Miami Mayor Francis Suarez, a Republican, told "Good Morning America" that "there is no doubt that our death rate is going to go up after the next week or two."

The sobering assessment came as drugmakers continued to race toward the development of a vaccine that could help to halt the spread of a virus that has led to at least 3.3 million cases and more than 132,000 deaths in the United States.

The Food and Drug Administration on Monday granted "fast-track" status to two covid-19 vaccine candidates developed by American drugmaker Pfizer and its German partner BioNTech. The move raises the possibility that a successful vaccine could be put into production by year's end or early 2021, the companies announced Monday.

Also hopeful was news out of New York, where Mayor Bill de Blasio, a Democrat, celebrated the city's first day in months without a coronavirus death. But the mayor, who has overseen a cautious reopening, also preached continued vigilance. "It's something that should make us hopeful, but it's very hard to take a victory lap because we know we have so much more ahead," he said, noting the spikes in other states and rising infection rates among younger people in New York.

"Even though overall we have seen a huge reduction in the presence of the coronavirus in the city, we do see one trend that's worrisome for young adults. We see the infections rising," he said. "The particular group we're concerned about is 20-year-olds to 29-year-olds."

Democratic leaders have generally favored a more cautious approach to reopening, while Republicans have tended to push for more rapid returns to normal economic life. Face masks, too, have been divisive, with President Donald Trump having mocked those who wear them - and refusing, until Saturday, to don one himself. 

Senate Majority Leader Mitch McConnell, R-Ky., who favors mask use, noted pointedly on Monday that "some people" have politicized the issue, though he did not specify who.

Among the public, Democrats are much more likely than Republicans to wear a face mask outside the home, according to a poll released by Gallup on Monday.

Sixty-one percent of Democrats say they always wear a mask, compared with 24% of Republicans, according to the poll results. Meanwhile, 27% of Republicans say they never wear a mask outside the home, compared with 1% of Democrats.

Trump has consistently boasted about the U.S. response to the virus.

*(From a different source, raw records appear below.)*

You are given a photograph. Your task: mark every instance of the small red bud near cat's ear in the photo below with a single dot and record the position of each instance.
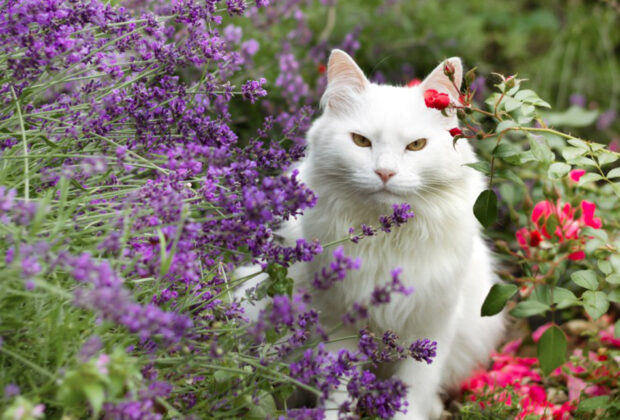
(414, 82)
(454, 132)
(448, 70)
(470, 76)
(436, 100)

But current and former members of his administration have acknowledged serious flaws and continued to do so Monday. 

Mick Mulvaney, a former acting White House chief of staff, wrote in an opinion article that the United States still has a "testing problem" and said policymakers need to realize that the "current economic crisis is public-health driven."

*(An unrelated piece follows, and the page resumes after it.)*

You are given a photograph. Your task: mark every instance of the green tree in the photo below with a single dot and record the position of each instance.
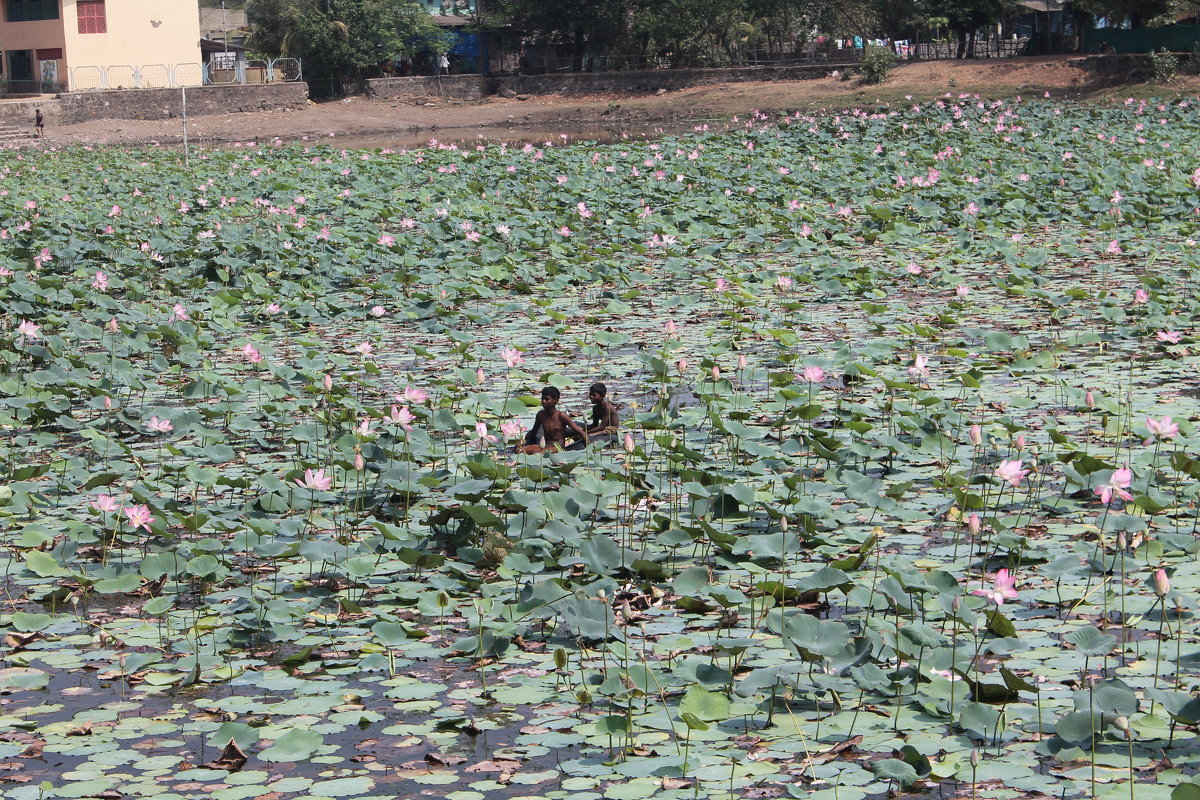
(342, 40)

"I know it isn't popular to talk about in some Republican circles, but we still have a testing problem in this country," Mulvaney, who left the White House in March, said in the article published by CNBC. "My son was tested recently; we had to wait 5 to 7 days for results."

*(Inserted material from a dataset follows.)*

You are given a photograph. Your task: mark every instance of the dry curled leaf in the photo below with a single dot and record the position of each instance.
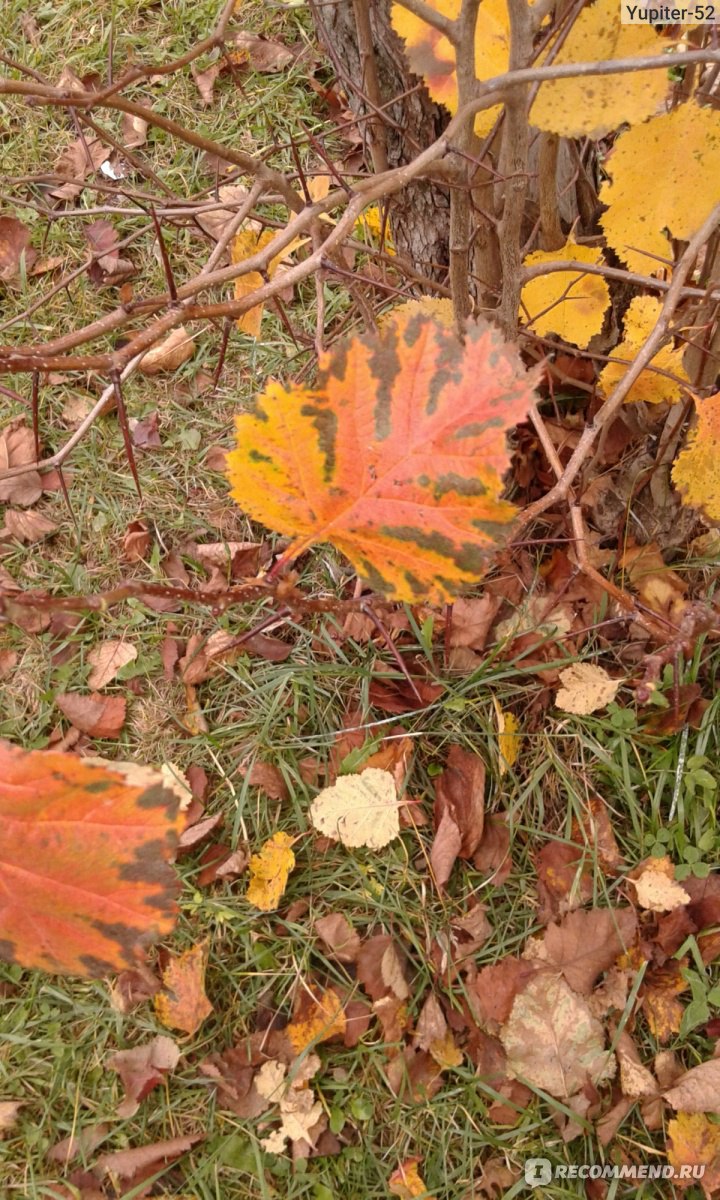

Atlanta Mayor Keisha Lance Bottoms, a Democrat, said Monday that her wait for test results was even longer after her husband came down with coronavirus symptoms, and that the virus spread through her household as the family waited.

"It took us eight days to get our previous testing. Certainly, had we known that we had someone in the house who was asymptomatic, we would've taken all due precautions," the mayor, who announced last week that she had tested positive, told CNN. "But this is the issue we're having across the country. And it's the reason why we cannot get to the other side of this virus."